You ask me to "reread his argument, it is a technical argument". Since you are not willing to quote this argument, please, give me a pointer.

But anyway, re-read the thread : you we're contradicting Richard arguments by saying that GNU/Linux have no cohesion. I answered you that a cohesion exists : a political cohesion. It's not part of the Richard topic.

You said "I know very well the FSF line on protecting freedom and I simply disagree, why can't you accept that?". I perfectly can accept the fact that you are not agree with the FSF nor me. Does it means that I should stop thinking that liberties need to be protected and argumenting about it? You said that you are not talking about that. But indeed you were since you bring to this thread the debate about the fact that liberties should be protected or not.

And I can prove what I said, by copying/pasting your own writings:

The first part is pointing out "the FSF is not the only philosphical position".

" Stallman and the FSF have not had the last word on the philosophy of free software. Their idea of free software combines principles of freedom with principles of control. Others are far less restrictive in their conception of free software. My software of late is in the public domain. It can be used by the good and evil alike."

But the following is clearly a step in the debate, saying which opinion is correct and which is not.

" Stallman's attempt to control the use of words and names represents a contradiction to his own principles of freedom. In addition it plainly doesn't make sense."

So when you say "I wasn't even debating this issue, only to point out the FSF is not the only philosphical position", you are in contradiction with you own writings. Too sad.

Also, you say that Richard "wants to control the name people use" but that's wrong. He want to convince people that GNU/Linux fits more than Linux. But it's not controlling : it does not means that he wants people using one expression or another, whatever which, just because of his own choice. Convincing does not mean controlling

difference between knowledge and leading, posted 23 Dec 2002 at 13:20 UTC by lkcl » (Master)

mr yeupou and mr tk,

after a lot of thought over the last two years to reflect on how disastrously badly things went at linuxcare, i want you to know that i do appreciate the distinction between technical excellence and leadership.

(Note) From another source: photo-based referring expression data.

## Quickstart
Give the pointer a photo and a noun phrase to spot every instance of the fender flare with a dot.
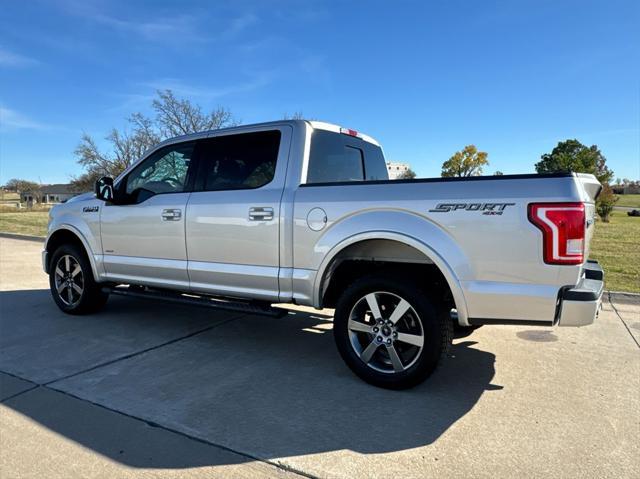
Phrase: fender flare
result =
(83, 240)
(443, 266)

i led by example on the samba nt domains lists. the difficulty came when endeavouring to communicate three years worth of work under stressful circumstances, and i failed to be able to stand up for myself and my work.

... this is, however, a distraction from the point of the article.

..., posted 23 Dec 2002 at 20:03 UTC by mslicker » (Journeyer)

yeupou, To remind you, Stallman's argument is contained here. If you want a quote, here you go:
... the reason it is an integrated system--and not just a collection of useful programs--is because the GNU Project set out to make it one.
As I point out this patently false. It is hardley an integrated system to begin with, let alone can GNU claim credit for the 69% that is not GNU/Linux.

I thought I already refuted this political cohesion argument, first by showing other perpectives exist within the community, also that publishing software says nothing about your political orientation.

There is no contradiction here, except perhaps an imagined one. That Stallman's actions are a contradiction to his own position is independent of which position is better. One person's actions do not invalidate a philosophical position.

Obviously there is no way he can control the terms people use, but he is doing everything in his power to persuade the usage of "GNU/Linux". By the way, I think he has a valid argument when restricted purely to the system. But people use Linux not to describe the system, but an entire collection of software. That is the focus of his writing, that is where I have argued he is wrong.

OS News , posted 25 Dec 2002 at 15:13 UTC by nymia » (Master)

This article was posted on OSnews and generated a lot of replies.